Siyasi ilgimizi 2023 seçimleriyle büyük ölçüde tükettik. 2024 seçimleri, sandık gününe haftalar kala, hala tam olarak seçmenin ilgisini çekemiyor. Mantığın sesi, bu ülkede yerel seçimlerin etkilerinin hiçbir zaman tümüyle “yerel” kalmayacağını, bilhassa İstanbul seçimlerinin genel siyaseti ne denli etkileyeceğini söyleyip dursa da seçmen kalbinde bunu tam da bu önemde hissetmiyor.

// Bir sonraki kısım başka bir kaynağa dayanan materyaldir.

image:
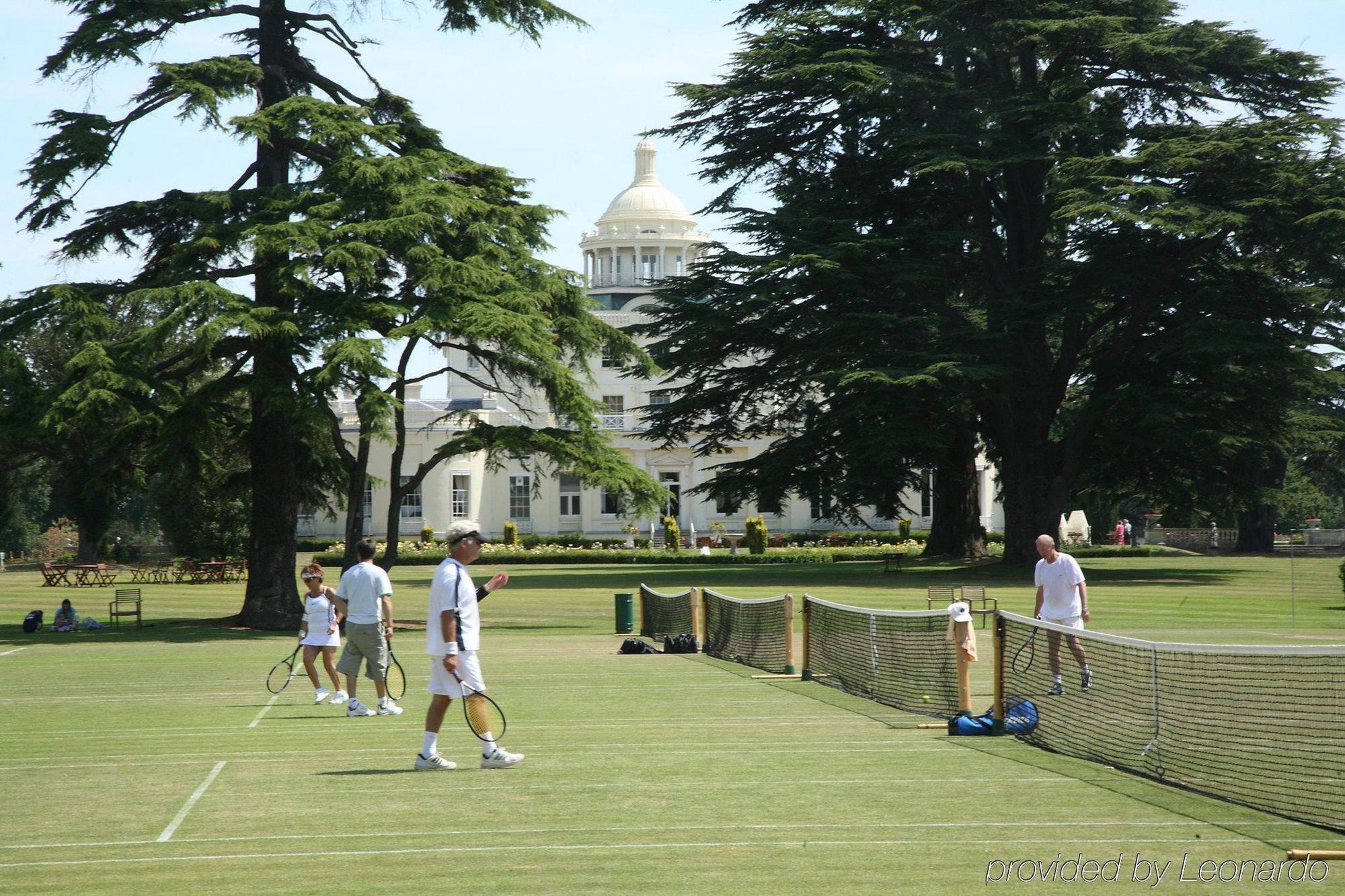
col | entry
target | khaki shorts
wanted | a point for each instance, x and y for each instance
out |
(365, 642)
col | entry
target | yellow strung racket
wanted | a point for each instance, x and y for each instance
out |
(484, 715)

Seçmenin önemli bir kısmı, 2023 seçimlerinden bu yana siyasetle takip mesafesini epey açmış görünüyor.

Hem iktidar hem muhalefet seçmeni siyasete ilgisiz

Daha önce Ekim ayında Reform Enstitüsü ile yaptığımız niceliksel çalışmada 2023 seçimleri sonrası akut biçimde ortaya çıkan seçmen apatisinin, yani siyasi ilgisizliğin, eriştiği boyuta dikkat çekmiştik. İstanbul’da yapılan bu çalışmada neredeyse 3 seçmenden biri ya sandığa gitmeyeceğini ya da kime vereceğini bilmediğini söylüyordu. Hem iktidar hem muhalefet seçmeni siyasi ilgi kaybından mustarip. Bu oran elbette seçime doğru düşecekti. Ama yine de o kadar çarpıcı bir seviyedeydi ki etkilerinin yok olmayacağını tahmin edebiliyorduk.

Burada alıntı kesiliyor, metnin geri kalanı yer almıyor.